A. I didn’t think he was although he had on a hat, (Emphasis supplied. )
*503Q. So that the thing you recall that was the same about these two individuals or the individual who you have identified was his face and his size?
A. Right. Mostly his face.
Q. Did the view you had of him at the police station effect [sic] at all the positiveness of you [sic] identification of him now?
A. No."

The only inconsistency in the testimony of the complaining witness relates to the size of the defendant. She testified that defendant was shorter than she but qualified this by acknowledging she had poor judgment on height and she did not think defendant was as tall as she was “although he had on a hat.” (Emphasis supplied.) The testimony of defendant’s alibi witnesses, an attorney and a barmaid, which placed him in a hardware store and a tavern at about the time of the robbery is entirely reconcilable with defendant’s participation in the robbery. The alibi aspect of the unquestioned presence of the defendant at the hardware store is particularly suspect since he appeared in a line at the cash register but, according to the attorney, left the store without any packages and the time would or could have been immediately following the robbery about three blocks away.

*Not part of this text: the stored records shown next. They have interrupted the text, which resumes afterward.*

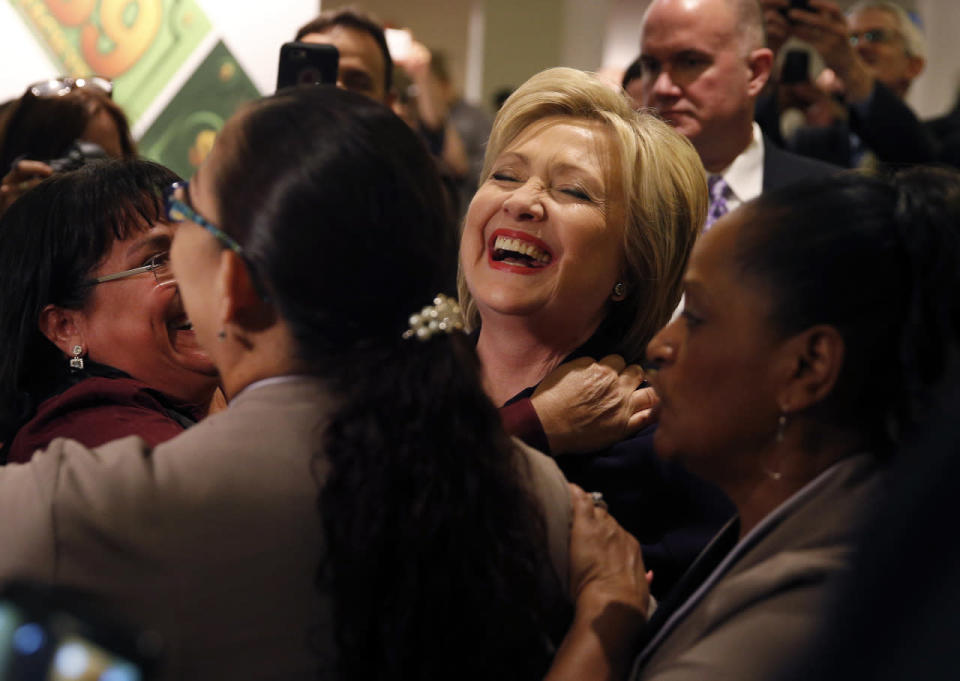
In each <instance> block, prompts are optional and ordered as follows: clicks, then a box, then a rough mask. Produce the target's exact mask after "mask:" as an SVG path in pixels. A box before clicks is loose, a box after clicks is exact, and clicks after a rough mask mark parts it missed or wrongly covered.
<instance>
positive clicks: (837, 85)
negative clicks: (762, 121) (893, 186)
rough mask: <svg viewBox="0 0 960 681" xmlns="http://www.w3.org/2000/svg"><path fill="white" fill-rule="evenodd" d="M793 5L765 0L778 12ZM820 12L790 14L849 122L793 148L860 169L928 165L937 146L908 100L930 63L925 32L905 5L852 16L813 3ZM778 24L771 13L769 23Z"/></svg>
mask: <svg viewBox="0 0 960 681" xmlns="http://www.w3.org/2000/svg"><path fill="white" fill-rule="evenodd" d="M786 4H787V3H786V0H764V6H765V7H766V8H768V9H769V8H771V7H774V6H777V5H782V6H785V5H786ZM810 7H811V9H812V10H814V11H810V12H806V11H802V10H790V11H789V13H788V17H789V19H790V21H792V24H791V26H790V29H789V30H790V33H792V34H793V35H795V36H796V37H798V38H800V39H801V40H805V41H807V42H809V43H810V44H811V45H812V46H813V47H814V48H815V49H816V50H817V51H818V52H819V53H820V55H821V56H822V57H823V60H824V63H825V64H826V66H827V67H828V68H829V69H830V70H831V71H832V74H835V79H836V80H835V82H834V83H833V84H831V83H830V81H831V80H832V79H833V75H832V74H831V73H830V72H827V73H826V74H825V75H826V77H823V76H821V79H820V80H821V83H824V84H826V85H827V86H828V87H830V89H832V90H834V91H835V92H836V93H837V95H838V96H840V97H842V100H843V103H844V104H845V105H846V116H845V119H841V120H838V121H836V122H835V123H834V124H833V125H831V126H829V127H821V128H813V127H805V128H801V129H799V130H798V131H797V132H796V134H795V135H794V137H793V139H792V140H791V141H790V142H789V145H788V146H789V147H790V148H792V149H794V150H795V151H797V152H798V153H802V154H805V155H810V156H815V157H817V158H823V159H825V160H829V161H831V162H833V163H838V164H840V165H846V166H850V167H855V166H858V165H864V164H866V163H869V162H871V161H876V162H880V163H927V162H931V161H934V160H935V158H936V153H937V149H936V143H935V141H934V139H933V138H932V137H931V136H930V135H929V134H928V133H927V132H926V131H925V129H924V127H923V124H922V123H921V122H920V121H919V119H918V118H917V116H916V114H914V113H913V111H912V110H911V109H910V107H909V105H907V103H906V102H905V101H904V98H905V97H906V94H907V91H908V90H909V88H910V85H911V84H912V83H913V81H914V79H916V77H917V76H919V75H920V73H921V72H922V71H923V67H924V65H925V64H926V45H925V42H924V39H923V34H922V33H921V32H920V29H919V28H918V27H917V26H916V24H914V23H913V21H912V20H911V19H910V16H909V15H908V14H907V13H906V11H904V9H903V8H902V7H900V6H899V5H896V4H894V3H892V2H887V1H886V0H863V1H861V2H858V3H857V4H855V5H854V6H853V7H851V8H850V10H848V12H847V14H846V16H844V14H843V12H842V11H841V10H840V8H839V7H838V6H837V5H835V4H834V3H833V2H830V0H810ZM771 19H773V20H774V21H775V20H776V18H775V17H774V16H773V15H772V14H771V13H770V12H768V14H767V21H768V25H769V22H770V21H771Z"/></svg>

To consider the evidence set forth above and then decide, as a matter of law, that there is no clear and convincing evidence that the courtroom identification of defendant had an independent origin arising from an earlier uninfluenced observation of the defendant is to ignore legal precedent and discard common sense. In my opinion, not only is there sufficient, there is an excess of evidence from which it could be found that there was indeed an independent origin for the in-court identification of defendant and that the trial court was correct in its finding, made following the in camera hearing, and the verdict and judgment of the trial court should be affirmed.

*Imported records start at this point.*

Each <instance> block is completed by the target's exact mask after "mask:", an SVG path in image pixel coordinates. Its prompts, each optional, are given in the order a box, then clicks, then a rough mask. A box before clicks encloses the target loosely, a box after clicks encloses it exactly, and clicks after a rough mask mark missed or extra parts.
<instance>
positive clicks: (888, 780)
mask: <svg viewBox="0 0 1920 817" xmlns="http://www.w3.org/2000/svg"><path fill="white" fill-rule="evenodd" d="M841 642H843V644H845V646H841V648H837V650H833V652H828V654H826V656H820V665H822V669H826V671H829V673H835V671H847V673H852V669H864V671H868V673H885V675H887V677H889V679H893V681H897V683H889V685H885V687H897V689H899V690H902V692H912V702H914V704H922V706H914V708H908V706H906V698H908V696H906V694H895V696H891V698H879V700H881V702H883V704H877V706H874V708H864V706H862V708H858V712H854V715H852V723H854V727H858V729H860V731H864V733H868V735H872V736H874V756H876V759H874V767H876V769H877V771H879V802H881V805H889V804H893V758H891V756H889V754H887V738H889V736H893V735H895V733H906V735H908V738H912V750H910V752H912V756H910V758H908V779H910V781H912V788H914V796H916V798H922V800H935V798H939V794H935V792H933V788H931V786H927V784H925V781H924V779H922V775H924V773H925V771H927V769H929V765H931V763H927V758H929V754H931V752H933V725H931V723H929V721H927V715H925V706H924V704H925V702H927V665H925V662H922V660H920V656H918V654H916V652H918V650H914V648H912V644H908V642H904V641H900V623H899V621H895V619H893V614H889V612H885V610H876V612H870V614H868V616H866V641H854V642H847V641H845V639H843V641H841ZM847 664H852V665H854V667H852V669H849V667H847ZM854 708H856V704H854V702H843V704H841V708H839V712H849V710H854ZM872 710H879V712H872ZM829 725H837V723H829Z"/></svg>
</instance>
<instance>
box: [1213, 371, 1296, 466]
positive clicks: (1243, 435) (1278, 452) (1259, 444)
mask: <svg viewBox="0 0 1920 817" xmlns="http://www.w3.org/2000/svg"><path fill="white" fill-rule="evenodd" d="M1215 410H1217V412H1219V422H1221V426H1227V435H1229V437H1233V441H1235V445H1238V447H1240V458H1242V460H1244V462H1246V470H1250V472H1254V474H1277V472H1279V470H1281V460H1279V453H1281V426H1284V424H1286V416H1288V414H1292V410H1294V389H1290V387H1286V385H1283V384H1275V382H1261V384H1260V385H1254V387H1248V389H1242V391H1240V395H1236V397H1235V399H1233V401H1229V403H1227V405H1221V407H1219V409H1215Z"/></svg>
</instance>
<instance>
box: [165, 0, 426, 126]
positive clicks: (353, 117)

Appropriate here is the comment of the Supreme Court in People v. Davis, 45 Ill.2d 514, 261 N.E.2d 314, “Clearly the trial court considered that the identification of the defendant was based on observations of the defendant made by the witnesses independent of their having viewed him at the police station.” While it is true that where a conviction rests upon an identification which is doubtful, vague, and uncertain, it will be reversed. (People v. Gardner, 35 Ill.2d 564, 221 N.E.2d 232; People v. Cullotta, 32 Ill.2d 502, 207 N.E.2d 444.) However, this is a question for the trier of fact whose duty it is to consider contradictory testimony and determine the credibility of the witnesses and the weight to be accorded their evidence. (People v. Coulson, 13 Ill.2d 290, 149 N.E.2d 96; People *504 v. Davis, 126 Ill.App.2d 255, 261 N.E.2d 771.) It is neither the duty nor the privilege of a reviewing court to substitute its judgment as to the weight of disputed evidence or the credibility of witnesses for that of the trier of fact who heard the evidence presented and observed the demeanor of the witnesses. People v. Novotny, 41 Ill.2d 401, 244 N.E.2d 182.

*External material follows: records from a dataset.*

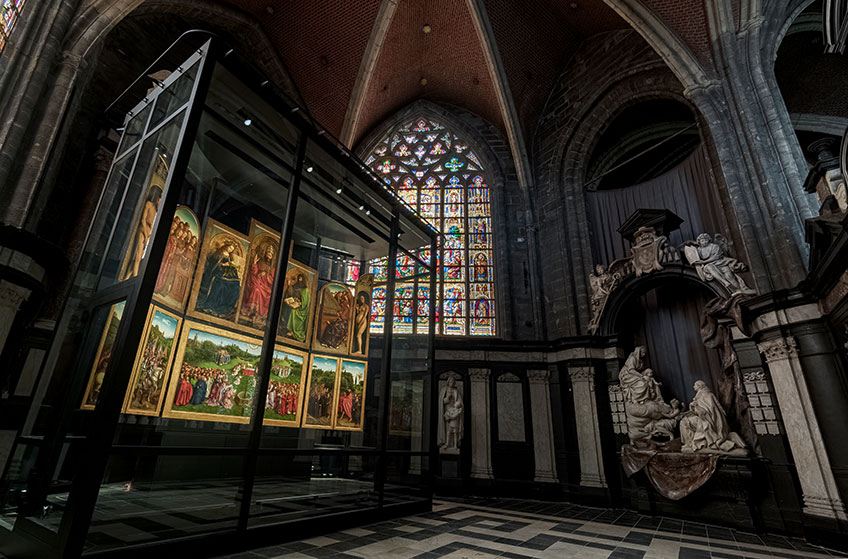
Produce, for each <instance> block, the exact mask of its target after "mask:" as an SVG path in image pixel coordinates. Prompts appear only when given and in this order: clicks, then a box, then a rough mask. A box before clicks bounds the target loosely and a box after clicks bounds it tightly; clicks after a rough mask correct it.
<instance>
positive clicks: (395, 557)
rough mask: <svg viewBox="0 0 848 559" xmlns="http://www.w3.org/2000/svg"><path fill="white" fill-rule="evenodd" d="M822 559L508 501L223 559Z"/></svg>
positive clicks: (710, 525)
mask: <svg viewBox="0 0 848 559" xmlns="http://www.w3.org/2000/svg"><path fill="white" fill-rule="evenodd" d="M314 557H318V558H323V557H329V558H332V559H353V558H357V559H360V558H368V559H436V558H438V557H447V558H450V559H489V558H494V557H504V558H509V559H548V558H550V559H554V558H557V559H568V558H572V557H573V558H575V559H643V558H644V559H824V558H830V557H845V555H844V554H839V553H837V552H834V551H831V550H827V549H824V548H820V547H814V546H811V545H809V544H807V543H806V542H804V541H803V540H796V539H791V538H784V537H781V536H773V535H762V536H759V535H756V534H750V533H744V532H739V531H736V530H732V529H728V528H722V527H719V526H712V525H706V524H701V523H698V522H683V521H680V520H673V519H665V518H658V517H649V516H642V515H639V514H636V513H633V512H627V511H620V510H610V509H599V508H591V507H583V506H578V505H569V504H566V503H542V502H538V501H522V500H510V499H497V500H484V499H478V500H462V501H447V500H437V501H435V502H434V505H433V511H432V512H429V513H426V514H420V515H415V516H409V517H406V518H402V519H397V520H392V521H387V522H381V523H378V524H372V525H368V526H364V527H361V528H353V529H350V530H343V531H341V532H335V533H331V534H327V535H325V536H321V537H317V538H312V539H308V540H304V541H298V542H290V543H287V544H282V545H279V546H274V547H268V548H263V549H257V550H253V551H249V552H244V553H239V554H237V555H229V556H226V557H221V558H220V559H260V558H267V559H271V558H274V559H277V558H279V559H310V558H314Z"/></svg>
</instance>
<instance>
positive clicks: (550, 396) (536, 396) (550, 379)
mask: <svg viewBox="0 0 848 559" xmlns="http://www.w3.org/2000/svg"><path fill="white" fill-rule="evenodd" d="M527 378H528V380H529V381H530V410H531V413H532V421H533V457H534V459H535V462H536V475H535V477H534V481H541V482H546V483H557V482H558V481H559V480H558V479H557V475H556V455H555V450H554V426H553V419H552V417H551V383H550V380H551V373H550V372H549V371H547V370H539V371H527Z"/></svg>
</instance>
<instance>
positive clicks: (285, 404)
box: [264, 345, 309, 427]
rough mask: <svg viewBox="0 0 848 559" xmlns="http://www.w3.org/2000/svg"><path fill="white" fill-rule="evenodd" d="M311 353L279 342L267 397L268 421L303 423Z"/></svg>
mask: <svg viewBox="0 0 848 559" xmlns="http://www.w3.org/2000/svg"><path fill="white" fill-rule="evenodd" d="M308 362H309V357H308V355H307V354H306V353H305V352H303V351H298V350H296V349H291V348H288V347H283V346H280V345H278V346H276V348H275V349H274V357H273V359H272V360H271V378H270V380H269V381H268V395H267V397H266V398H265V420H264V423H265V424H266V425H279V426H287V427H297V426H298V425H300V417H301V412H302V406H301V402H302V401H303V381H304V379H305V378H306V373H307V371H306V365H307V364H308Z"/></svg>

The majority are concerned with the discrepancies in the identification testimony of Mrs. Schmidt. But discrepancies and inconsistencies in the testimony of identification witnesses are neither new nor unique in our law. They are properly resolved by the trier of fact along with other matters going to the weight and credibility to be accorded witnesses. To cite but one example, particularly germane here, the case of People v. Watkins, 46 Ill.2d 273, 263 N.E.2d 115, was a case where a jury’s determination of guilt was allowed to stand despite the fact that a police officer who had been shot by defendant initially described his assailant as being six foot two inches tall and weighing one hundred eighty pounds with a natural hair style but defendant proved to be five foot eleven inches tall weighing one hundred forty-five pounds with processed hair, a moustache and a faint goatee.

On the basis of the record presented in this case I would affirm the trial court. But absent outright affirmance the case should be remanded for a new trial in which evidence of the improper one man show-up is withheld from the jury.